As the world knows, Simone Biles withdrew from the Olympics this past week. She was the face of the competition, the most decorated American gymnast and deemed to be the Greatest of All Time. To paraphrase, Biles said that preparing for the Olympics, while honoring her commitments, both to sponsors and the press contributed to her withdrawal.
Pressure is part and parcel of competition, especially at the Olympics which are held every four, or in this case, five years. But most of us feel anxiety when required to stand and deliver (a presentation) in front of an audience, especially when everything is on the line. And as you advance, the stakes get higher and so does the pressure, which comes from without and within.
The real danger is when we absorb others’ expectations and allow a cacophony of voices to rage within. For anyone who has been singled out and put on a pedestal, these expectations can cause everything from distraction and elevated cortisol levels, to anxiety, distress and even injuries.
How to cope? Expect
the pressure. Nothing worthwhile is a cakewalk, and speakers, as well as athletes must develop their mental as well as physical muscle.

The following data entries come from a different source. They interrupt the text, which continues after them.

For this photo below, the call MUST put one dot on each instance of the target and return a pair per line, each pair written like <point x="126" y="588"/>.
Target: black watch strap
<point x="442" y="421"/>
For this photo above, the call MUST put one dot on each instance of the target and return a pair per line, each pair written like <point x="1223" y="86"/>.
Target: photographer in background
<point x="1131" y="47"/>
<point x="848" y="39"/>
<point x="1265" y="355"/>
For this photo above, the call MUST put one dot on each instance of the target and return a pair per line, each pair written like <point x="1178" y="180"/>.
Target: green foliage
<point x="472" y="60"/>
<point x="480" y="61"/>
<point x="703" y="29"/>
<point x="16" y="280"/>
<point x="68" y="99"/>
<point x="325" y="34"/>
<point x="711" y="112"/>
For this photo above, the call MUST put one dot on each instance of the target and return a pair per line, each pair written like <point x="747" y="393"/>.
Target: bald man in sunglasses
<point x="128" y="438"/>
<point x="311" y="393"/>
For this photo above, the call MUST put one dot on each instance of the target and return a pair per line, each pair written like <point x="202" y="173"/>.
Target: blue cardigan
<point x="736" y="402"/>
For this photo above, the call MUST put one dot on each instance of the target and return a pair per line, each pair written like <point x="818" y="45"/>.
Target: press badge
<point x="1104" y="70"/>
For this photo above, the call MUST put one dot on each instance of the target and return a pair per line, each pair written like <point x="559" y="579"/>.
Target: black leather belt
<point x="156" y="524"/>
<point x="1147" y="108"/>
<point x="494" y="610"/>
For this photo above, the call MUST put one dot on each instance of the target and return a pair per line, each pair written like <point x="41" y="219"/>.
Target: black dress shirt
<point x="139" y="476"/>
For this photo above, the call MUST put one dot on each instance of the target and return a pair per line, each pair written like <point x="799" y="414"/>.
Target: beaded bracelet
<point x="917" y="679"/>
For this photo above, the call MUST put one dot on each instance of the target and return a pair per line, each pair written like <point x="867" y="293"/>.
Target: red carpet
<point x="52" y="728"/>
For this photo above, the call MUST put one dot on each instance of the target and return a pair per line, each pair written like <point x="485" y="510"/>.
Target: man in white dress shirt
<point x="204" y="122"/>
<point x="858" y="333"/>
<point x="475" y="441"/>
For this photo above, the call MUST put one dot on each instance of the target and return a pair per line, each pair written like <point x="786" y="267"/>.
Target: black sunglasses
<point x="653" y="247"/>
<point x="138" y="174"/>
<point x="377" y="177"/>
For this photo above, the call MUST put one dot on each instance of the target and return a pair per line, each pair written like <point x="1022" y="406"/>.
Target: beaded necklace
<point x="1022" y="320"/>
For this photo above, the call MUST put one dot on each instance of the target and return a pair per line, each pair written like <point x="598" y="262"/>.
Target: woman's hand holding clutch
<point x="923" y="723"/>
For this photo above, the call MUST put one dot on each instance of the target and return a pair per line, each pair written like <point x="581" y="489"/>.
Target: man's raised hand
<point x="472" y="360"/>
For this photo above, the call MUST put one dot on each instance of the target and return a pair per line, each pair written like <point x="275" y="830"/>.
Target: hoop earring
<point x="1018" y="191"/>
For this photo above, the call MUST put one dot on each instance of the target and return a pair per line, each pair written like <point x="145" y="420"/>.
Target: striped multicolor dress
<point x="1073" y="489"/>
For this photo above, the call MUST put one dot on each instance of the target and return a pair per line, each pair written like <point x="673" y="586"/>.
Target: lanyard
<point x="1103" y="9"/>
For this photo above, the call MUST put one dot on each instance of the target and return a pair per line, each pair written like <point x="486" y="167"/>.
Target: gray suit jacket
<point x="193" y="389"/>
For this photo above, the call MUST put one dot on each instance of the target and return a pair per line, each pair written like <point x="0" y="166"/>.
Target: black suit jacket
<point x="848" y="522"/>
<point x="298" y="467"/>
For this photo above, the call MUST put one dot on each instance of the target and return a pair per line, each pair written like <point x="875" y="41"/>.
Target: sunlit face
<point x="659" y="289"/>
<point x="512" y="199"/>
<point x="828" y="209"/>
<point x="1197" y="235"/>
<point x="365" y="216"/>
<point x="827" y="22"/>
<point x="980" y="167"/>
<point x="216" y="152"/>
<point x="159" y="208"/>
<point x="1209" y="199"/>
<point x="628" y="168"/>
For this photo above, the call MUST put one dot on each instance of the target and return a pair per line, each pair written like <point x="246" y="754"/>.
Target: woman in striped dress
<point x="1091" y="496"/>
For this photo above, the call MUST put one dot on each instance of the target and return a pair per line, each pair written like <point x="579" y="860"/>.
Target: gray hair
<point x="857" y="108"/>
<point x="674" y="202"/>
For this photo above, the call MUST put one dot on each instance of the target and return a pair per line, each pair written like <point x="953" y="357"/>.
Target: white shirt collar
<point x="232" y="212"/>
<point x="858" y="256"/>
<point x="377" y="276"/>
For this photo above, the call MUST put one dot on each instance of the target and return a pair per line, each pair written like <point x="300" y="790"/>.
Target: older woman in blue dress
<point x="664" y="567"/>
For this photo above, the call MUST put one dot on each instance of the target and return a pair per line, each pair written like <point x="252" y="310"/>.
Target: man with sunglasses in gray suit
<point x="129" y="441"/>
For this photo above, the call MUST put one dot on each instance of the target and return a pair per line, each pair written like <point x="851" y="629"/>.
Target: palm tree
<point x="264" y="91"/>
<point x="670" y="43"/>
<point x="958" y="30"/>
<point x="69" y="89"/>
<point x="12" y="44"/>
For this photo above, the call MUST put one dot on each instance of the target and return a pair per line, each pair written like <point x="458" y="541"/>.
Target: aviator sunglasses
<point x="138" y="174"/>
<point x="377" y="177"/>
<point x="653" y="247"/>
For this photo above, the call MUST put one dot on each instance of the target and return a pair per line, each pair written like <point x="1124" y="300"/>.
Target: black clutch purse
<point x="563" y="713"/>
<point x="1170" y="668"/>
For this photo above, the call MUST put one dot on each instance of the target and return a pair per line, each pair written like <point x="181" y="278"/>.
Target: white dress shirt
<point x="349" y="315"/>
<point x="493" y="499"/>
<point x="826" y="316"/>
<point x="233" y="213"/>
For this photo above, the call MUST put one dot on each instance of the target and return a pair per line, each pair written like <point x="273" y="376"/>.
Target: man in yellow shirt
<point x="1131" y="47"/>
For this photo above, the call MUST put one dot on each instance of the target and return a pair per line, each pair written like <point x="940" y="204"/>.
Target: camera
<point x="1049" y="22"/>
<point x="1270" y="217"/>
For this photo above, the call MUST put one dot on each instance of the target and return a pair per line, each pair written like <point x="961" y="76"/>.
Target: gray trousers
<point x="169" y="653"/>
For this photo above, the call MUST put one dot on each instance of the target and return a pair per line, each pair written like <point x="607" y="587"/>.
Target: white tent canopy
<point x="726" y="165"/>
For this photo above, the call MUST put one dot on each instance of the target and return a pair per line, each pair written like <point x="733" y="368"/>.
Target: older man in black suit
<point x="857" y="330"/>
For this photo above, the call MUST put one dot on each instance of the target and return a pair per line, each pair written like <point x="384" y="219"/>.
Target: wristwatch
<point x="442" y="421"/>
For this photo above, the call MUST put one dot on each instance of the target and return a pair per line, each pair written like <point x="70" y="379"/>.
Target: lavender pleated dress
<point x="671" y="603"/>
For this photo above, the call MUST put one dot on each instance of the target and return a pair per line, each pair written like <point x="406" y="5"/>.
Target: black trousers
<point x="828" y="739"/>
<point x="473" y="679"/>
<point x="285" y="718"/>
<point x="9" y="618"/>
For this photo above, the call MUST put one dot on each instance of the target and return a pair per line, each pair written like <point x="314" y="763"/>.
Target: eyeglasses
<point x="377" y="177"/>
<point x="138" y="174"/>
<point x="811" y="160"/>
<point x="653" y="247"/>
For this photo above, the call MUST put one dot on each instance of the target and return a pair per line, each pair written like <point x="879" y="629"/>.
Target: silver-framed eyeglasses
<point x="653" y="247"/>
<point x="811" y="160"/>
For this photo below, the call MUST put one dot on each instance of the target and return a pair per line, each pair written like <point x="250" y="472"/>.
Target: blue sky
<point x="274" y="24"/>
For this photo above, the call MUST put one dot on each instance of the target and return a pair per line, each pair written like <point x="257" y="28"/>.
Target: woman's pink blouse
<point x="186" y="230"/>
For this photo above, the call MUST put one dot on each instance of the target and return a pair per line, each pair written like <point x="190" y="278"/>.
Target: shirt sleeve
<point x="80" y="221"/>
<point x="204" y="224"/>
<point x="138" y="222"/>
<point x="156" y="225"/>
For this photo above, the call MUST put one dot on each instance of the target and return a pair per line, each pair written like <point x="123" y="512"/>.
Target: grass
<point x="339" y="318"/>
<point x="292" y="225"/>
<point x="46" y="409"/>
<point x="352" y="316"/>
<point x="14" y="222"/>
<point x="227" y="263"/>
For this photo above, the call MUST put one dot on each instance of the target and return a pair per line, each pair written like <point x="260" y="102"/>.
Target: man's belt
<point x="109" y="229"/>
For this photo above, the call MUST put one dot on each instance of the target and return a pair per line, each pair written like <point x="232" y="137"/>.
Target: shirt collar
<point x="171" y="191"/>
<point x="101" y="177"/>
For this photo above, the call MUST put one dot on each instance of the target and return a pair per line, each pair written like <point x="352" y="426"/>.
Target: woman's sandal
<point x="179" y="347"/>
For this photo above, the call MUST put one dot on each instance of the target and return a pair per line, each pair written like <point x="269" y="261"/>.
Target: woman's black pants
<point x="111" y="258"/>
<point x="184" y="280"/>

Then, don’t believe reviews or social media. When David was a professional theatre actor, he never read reviews—good or bad. To spectators and armchair critics, today you’re a hero, tomorrow a villain. Develop your own critical acumen, so you know
if you accomplished your goal.
Biles said that she felt like she was “doing it for other people” and she withdrew for herself. We applaud that, but withdrawing isn’t an option for those who don’t have her resources or career opportunities. Michael Phelps has been very open about the pressures and mental health issues he experienced. But he focused on his goals and expectations, which allowed him to filter out the noise and excel.